= Strip programming =

Television and radio programming technique

Strip programming or stripping is a technique used for scheduling television and radio programming to ensure consistency and coherency. Television or radio programs of a particular style (such as a television series) are given a regular daily time slot during the week, so that it appears as a strip straight across the weekly schedule. For example, radio and television broadcasters may program a news program at rush hours every day, or at least every weekday.

Strip programming is used to deliver consistent content to targeted audiences. Broadcasters know or predict the times at which certain demographics will be listening to or watching their programs and play them at that time. Most television dayparts outside of prime time use strip programming five days a week (with some selected programs also being stripped on one or both days of the weekend), with the same programs being broadcast every day at the same time to target specific demographics. Strip programming is sometimes criticized as making programming too predictable, and reducing diversity and uniqueness.

==Overview==
Strip scheduling often applies to any program that airs on multiple consecutive days during the calendar week (most commonly Monday through Friday), whether carried through a television network (such as with a talk show, variety show, news program, soap opera, or telenovela) or in syndication. It is commonly restricted to describing the airing of television programs that were originally broadcast on a weekly basis during their original run: The West Wing could be stripped but not Jeopardy!, as Jeopardy! was originally intended to be run daily. It can also refer to shows in prime time that run daily, such as with the short-lived The Jay Leno Show in 2009 and 2010.

For much of the 1960s and into the early 1990s, stripping for syndication was one of, if not the primary profit component of the studio production model in American television. A show became far more profitable if it succeeded in getting three full U.S. seasons (about 75 episodes) or more, as then it was possible to strip it for fifteen weeks (15×5=75) before needing to repeat episodes. Once a series attained five seasons (which would push the show over the 100 episodes threshold), it would be a full six months before it would repeat. For Star Trek, in particular, this was relevant. Only due to an unprecedented letter-writing campaign was the show renewed for its third season, and it did not begin to attain wider popularity until appearing in syndication for a number of years. If it had failed to be renewed for a third season, it would not have been syndicated, and its subsequent popularity and influence would likely not have occurred. Many other shows with lukewarm response in their initial runs became widely appreciated cult favorites as a result of syndication, or helped keep cultural memes associated with them far more widely known than if the shows had only been viewable during their initial time frame.

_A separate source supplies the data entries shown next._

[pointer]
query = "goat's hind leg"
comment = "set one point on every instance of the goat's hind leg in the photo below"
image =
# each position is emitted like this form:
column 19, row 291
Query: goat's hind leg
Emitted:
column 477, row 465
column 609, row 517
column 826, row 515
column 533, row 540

Michael Grade was responsible for introducing stripped and stranded schedules to the BBC's television service in the United Kingdom in his role as controller of BBC1: from February 18, 1985, onward, the weekday evening schedule has consisted almost entirely of half-hour or hour-long programs starting on the hour, or half-hour (the BBC channels never carried spot advertising). For example, Grade's new schedule provided at 19:00, the talk show Wogan thrice weekly and two episodes of EastEnders and fixed the national news at 18:00 and 21:00, and regional news at 18:30. Before this date, programs might start at almost any time and programs could have different times on consecutive weeks or even days, for example:

| Airtime | Programme |
|---|---|
| 17:40 | 60 Minutes (17:52 regional news, 18:15 national magazine) |
| 18:40 | Harty |
| 19:05 | Cliff! |
| 20:05 | Cockles |
| 21:00 | News |
| 21:25 | Whicker's World |
| 22:30 | Sportsnight |

Compare with a 2007 schedule for the same channel:

| Airtime | Programme |
|---|---|
| 18:00 | BBC News and Weather |
| 18:30 | Regional news program |
| 19:00 | Watchdog |
| 19:30 | EastEnders |
| 20:00 | Holby City |
| 21:00 | Judge John Deed |
| 22:00 | BBC News |
| 22:35 | Comedy drama |

Stripping has also become an even more common practice on many British channels since the introduction of multi-channel cable and satellite television in the 1990s.

In many other countries, new episodes of various series are aired every weekday. For example, if such a station gets the most recent season of a television series originating from the United States, the episodes will air in this way for two or three weeks, after which they are replaced by another show in the same timeslot.

In Australia, Network Ten and its sister station Eleven have stripped The Simpsons for many years, airing the show daily at 6:00 p.m., which is traditionally the news hour on rivals Seven Network and Nine Network. Despite some attempts to fill this slot with original programming, The Simpsons stripped at 6:00 p.m. remained a mainstay of Australian television, only ending when CBS Corporation took control of Ten and Eleven in 2017 and ended their output deal with 20th Century Fox Television. 7mate now carries it in various timeslots.

In the Philippines, Kapamilya Channel, A2Z, ALLTV and GMA Network are consistently airing It's Showtime on the same hours, at 12:00 p.m. until at 2:30 p.m., every Monday to Saturday.